お前はどうなんだ?
「この本の作者はなんでこんなに俺の事を知っているんだろうね」
「何がっていや、だって俺の事ばっか書いてるし」
「俺しか知らないことも書かれてるから俺の話なんだってこれは」
初めて彼に会った時、こんなに太陽が似合わない人もいるんだなと思った。夏真っ盛りなのに青白い肌をした彼は、太陽の下に出たのが今日で初めてといったふうだった。そしてどこまでも常識知らずで、悪く言えば途方もなく自己中心的だった。 口から出てくる言葉一つ一つに飾りもオブラートもなく、やがて人を傷つけるんだろうと思った。

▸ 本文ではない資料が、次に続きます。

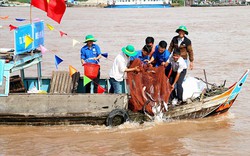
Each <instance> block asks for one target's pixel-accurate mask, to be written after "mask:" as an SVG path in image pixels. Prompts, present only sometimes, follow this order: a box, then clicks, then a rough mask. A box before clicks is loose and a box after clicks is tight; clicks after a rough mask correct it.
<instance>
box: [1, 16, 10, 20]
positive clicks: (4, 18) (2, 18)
mask: <svg viewBox="0 0 250 156" xmlns="http://www.w3.org/2000/svg"><path fill="white" fill-rule="evenodd" d="M8 18H9V16H0V19H2V20H6V19H8Z"/></svg>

「お前は人のことを本当に大切に思ったことがないんだろうね」
そしてやけに勘が良かった。
彼は人との別れを心の底から悲しむ人だった。離れていても近況報告ができてしまうこの時代に彼はSNSを一切使わなかった。彼の中で別れや旅立ちの重さは、電話がなかった時代のそれから全く変化していなかった。それなのに人とはいつか別れてしまうという暗黙の了解に対して一粒の理解もなかった。
「人生に意味はあるし、それこそがお前の不幸の連鎖の原因だよ」
彼は僕が人生で出会った人の中で名前に「冬」がつく初めての人だった。夏に生まれて、秋が好きで、春に死んだ。